Photo DevilmanMiki, Miko et Akira Fudo (avant qu'il ne fasse connaissance avec Amon)

 

RAT DEVIL, RAT DECHANTE

Nous suivons donc les aventures d'Akira Fudo, un adolescent un peu chouineur, très doux et complètement naïf, qui vit chez Miki, une amie de ses parents partis en voyage et qui se trouve être une star de l'athlétisme. Un jour, alors qu'il la défend contre des loubards, son ami d'enfance Ryo apparait et lui demande de le suivre. Revenant des Etats-Unis, il lui apprend que les démons existent et qu'ils ne sont visibles à l'homme que lorsqu'ils s'incarnent dans un être humain.

Des gens organisent des sabbats pour les invoquer et Ryo veut faire éclater l'affaire aux yeux de tous pour que l'humanité comprenne la menace. Accompagné par Akira, il se rend dans une fête underground et là, l'impensable arrive, les démons prennent possession des humains, la soirée vire au carnage et Akira est possédé par Amon, le plus puissant des agents de l'enfer. Mais son grand coeur lui permet de contrôler l'entité et il devient donc Devilman, mi-homme, mi-démon qui, en compagnie de Ryo va combattre ce nouvel ennemi impitoyable.

 

Photo DevilmanAkira Fudo après sa rencontre avec Amon

 

Nous n'en dirons pas plus pour que les néophytes se prennent la série en plein visage mais les connaisseurs du manga original comprendront tout de suite quand nous prévenons d'emblée que cet animé n'est pas à mettre entre toutes les mains. En effet, et c'est un coup de chapeau à tirer à Netflix pour avoir osé un truc pareil, surtout en ce moment alors que nous observons un retour en arrière idéologique des plus inquiétants (couplé au retour de la censure dans ce qu'elle a de plus bondieusarde) tout ce que l'humanité contient de plus sombre en elle nous est exposé sans détours. La série est gore, nihiliste, sexuelle, dramatique, terrifiante, choquante et... hypnotique. Rien ne nous est épargné dans ce festival d'exactions, de viols, de morts impressionnantes et de pulsions non maitrisées.

 

Photo DevilmanUne série à ne pas mettre entre toutes les mains donc

 

GO TO HELL, YOU MORTALS

Evidemment, rien de tout ceci n'est gratuit et enrichit le propos initial de l'auteur qui s'est accomodé au monde d'aujourd'hui pour renforcer son terrible message : l'humanité court à sa perte si elle continue sur sa lancée et, si nous ne faisons rien, nous n'aurons même plus nos yeux pour pleurer. Sans trop en dire, précisons que la grande force de la série est justement d'avoir totalement compris son époque avec un matériau de base datant de plus de 40 ans, ce qui en dit long sur la non-évolution de la société depuis la Seconde Guerre mondiale.

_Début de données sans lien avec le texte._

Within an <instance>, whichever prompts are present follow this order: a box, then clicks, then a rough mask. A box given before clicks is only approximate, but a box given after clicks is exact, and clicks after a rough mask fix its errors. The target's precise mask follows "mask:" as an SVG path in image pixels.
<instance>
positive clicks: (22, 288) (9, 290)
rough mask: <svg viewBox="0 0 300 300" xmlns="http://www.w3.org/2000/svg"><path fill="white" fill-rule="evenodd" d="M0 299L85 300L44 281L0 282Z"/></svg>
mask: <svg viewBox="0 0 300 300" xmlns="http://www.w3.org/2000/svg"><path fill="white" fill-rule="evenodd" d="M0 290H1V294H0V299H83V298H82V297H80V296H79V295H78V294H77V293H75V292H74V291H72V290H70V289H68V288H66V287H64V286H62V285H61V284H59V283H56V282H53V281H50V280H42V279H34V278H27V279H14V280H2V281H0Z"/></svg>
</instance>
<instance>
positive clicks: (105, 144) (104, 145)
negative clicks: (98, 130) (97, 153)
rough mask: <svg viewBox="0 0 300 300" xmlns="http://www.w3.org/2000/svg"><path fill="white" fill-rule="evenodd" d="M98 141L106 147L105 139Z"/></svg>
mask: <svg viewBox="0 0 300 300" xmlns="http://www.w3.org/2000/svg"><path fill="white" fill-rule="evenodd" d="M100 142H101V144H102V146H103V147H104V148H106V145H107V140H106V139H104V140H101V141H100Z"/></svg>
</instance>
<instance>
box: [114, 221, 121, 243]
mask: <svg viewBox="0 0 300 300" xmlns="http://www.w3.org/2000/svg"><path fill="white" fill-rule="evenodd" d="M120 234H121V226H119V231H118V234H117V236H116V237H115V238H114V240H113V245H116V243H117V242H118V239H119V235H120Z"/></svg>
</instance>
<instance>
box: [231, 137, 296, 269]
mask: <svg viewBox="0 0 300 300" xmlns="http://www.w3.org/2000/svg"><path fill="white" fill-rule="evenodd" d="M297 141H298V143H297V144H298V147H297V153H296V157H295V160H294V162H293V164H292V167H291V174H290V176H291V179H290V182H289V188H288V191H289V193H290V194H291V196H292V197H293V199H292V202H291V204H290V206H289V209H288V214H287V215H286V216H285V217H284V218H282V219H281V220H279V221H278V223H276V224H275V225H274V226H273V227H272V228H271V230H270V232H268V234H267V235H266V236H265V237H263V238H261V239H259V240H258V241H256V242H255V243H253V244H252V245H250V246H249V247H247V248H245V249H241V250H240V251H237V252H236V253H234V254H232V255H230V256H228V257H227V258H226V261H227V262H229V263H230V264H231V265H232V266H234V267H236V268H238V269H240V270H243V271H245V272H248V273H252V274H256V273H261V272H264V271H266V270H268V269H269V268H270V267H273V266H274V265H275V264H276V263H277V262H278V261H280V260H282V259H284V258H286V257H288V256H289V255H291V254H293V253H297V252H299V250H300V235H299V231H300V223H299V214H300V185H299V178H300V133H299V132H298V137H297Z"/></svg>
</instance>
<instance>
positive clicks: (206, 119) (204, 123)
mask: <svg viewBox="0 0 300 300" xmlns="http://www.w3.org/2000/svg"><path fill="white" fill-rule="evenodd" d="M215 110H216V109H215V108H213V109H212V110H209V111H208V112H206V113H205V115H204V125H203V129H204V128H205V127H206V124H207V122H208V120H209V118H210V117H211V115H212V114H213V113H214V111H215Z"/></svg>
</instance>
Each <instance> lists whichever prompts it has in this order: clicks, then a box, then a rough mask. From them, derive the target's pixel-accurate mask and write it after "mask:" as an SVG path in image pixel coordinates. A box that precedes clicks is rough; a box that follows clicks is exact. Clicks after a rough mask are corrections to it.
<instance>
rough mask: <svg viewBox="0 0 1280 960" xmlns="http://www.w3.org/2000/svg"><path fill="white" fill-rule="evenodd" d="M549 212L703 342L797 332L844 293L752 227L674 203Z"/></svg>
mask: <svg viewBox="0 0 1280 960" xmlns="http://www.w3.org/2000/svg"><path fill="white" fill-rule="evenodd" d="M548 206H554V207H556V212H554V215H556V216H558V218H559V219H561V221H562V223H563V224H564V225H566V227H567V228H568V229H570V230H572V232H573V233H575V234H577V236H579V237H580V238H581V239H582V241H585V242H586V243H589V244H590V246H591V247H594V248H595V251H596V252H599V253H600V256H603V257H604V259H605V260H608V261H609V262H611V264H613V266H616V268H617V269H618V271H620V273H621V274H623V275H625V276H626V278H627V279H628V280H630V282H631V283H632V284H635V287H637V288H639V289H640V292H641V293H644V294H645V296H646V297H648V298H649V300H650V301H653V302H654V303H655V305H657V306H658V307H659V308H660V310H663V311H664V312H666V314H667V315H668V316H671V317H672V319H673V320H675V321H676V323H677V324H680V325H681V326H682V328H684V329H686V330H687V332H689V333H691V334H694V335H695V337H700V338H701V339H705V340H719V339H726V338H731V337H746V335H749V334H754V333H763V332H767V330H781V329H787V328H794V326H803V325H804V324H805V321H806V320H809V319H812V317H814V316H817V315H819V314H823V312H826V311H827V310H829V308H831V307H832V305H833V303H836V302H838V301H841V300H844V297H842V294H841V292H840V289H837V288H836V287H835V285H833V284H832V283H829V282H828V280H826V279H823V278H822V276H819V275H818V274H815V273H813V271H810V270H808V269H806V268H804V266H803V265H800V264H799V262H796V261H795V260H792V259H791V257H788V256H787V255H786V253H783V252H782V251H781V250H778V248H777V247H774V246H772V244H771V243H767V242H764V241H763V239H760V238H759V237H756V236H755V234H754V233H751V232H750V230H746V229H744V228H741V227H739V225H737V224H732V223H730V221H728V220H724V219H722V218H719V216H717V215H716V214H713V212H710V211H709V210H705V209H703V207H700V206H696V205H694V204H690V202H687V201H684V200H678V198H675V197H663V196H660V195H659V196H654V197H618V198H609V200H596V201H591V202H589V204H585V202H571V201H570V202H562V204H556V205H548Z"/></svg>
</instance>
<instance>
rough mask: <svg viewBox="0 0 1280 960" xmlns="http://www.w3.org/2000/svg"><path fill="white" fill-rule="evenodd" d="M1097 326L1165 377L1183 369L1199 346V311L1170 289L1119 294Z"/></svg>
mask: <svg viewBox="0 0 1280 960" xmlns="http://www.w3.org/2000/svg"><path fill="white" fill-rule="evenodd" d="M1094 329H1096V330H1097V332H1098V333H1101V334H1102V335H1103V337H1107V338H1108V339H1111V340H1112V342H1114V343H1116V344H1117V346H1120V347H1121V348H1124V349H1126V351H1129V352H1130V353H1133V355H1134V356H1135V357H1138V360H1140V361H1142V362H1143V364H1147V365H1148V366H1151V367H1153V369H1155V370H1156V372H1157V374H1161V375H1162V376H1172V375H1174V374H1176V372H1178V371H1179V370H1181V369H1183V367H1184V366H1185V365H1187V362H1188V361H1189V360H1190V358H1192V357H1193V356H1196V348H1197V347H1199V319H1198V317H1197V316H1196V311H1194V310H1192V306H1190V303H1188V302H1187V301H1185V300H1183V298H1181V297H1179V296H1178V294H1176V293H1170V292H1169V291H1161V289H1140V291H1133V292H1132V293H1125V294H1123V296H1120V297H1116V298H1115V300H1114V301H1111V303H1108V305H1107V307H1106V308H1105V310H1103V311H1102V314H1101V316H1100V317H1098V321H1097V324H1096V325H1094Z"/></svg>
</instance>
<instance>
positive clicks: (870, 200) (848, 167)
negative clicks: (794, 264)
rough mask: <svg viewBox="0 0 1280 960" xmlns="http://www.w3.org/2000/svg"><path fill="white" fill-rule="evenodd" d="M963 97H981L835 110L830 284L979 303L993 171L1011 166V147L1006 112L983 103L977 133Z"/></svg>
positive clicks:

Gangrénée par ses propres frustrations, l'humanité a déjà baissé les bras sans même s'en apercevoir, laissant libre court à ses pulsions morbides et ses frustrations via les réseaux sociaux et le rapport libéral aux autres. La jeunesse, submergée d'images est totalement désensibilisée vis-à-vis des horreurs du monde et ce rapport pervers à l'obscurité tend à la normaliser dans les générations futures. Il est d'ailleurs intéressant de voir que Devilman Crybaby n'assène pas son discours avec une morale lourde.

Si la dimension christique du récit est bien présente, elle n'en est qu'un élément de compréhension fédérateur. Une opposition purement factice entre le Bien et le Mal puisque même dans la famille la plus pieuse, un gamin de 8 ans passe son temps à pirater l'ordinateur pour avoir sa dose de frissons. Et Devilman, par son existence-même, nous rappelle que la vérité se situe peut-être toujours dans les zones de gris, là où lumières et ténèbres se rencontrent.

 

Photo DevilmanUn travail sur les déformations et les expressions assez fantastique

 

Si la série est volontairement provocatrice et extrêmement drôle dans sa première moitié, elle bascule dans l'horreur absolue en un clin d'oeil, éliminant tout espoir et se permettant une folie que seul le mother ! d'Aronofsky nous a offert ces derniers temps. D'ailleurs, on pourrait tirer énormément de parallèles entre les deux oeuvres tant elles ont des choses en commun.

Après, Devilman Crybaby ne plaira pas à tout le monde. Par son parti-pris esthétique déjà, très épuré qui risquera d'en rebuter certains. Mélange entre la célèbre ligne claire et le style de Mamoru Hosoda (Ame & Yuki, les enfants loups), la série expose un trait faussement simpliste, une animation la plupart du temps rigide, mais c'est totalement voulu. Si dans l'esthétique nous sommes face à quelque chose de basique, du moins en apparence, cela permet à la série un énorme travail sur le mouvement et les déformations physiques, comme autant de moyens d'expressions des sentiments contradictoires de tous ses personnages. Car le centre de l'histoire, c'est bel et bien le coeur, l'émotion, les sentiments, l'amour. Toutes ces belles choses que l'homme prend un malin plaisir à pervertir soit pour l'utiliser à des fins personnelles, soit parce qu'il n'arrive pas à assumer cette dimension et que cela le terrorise.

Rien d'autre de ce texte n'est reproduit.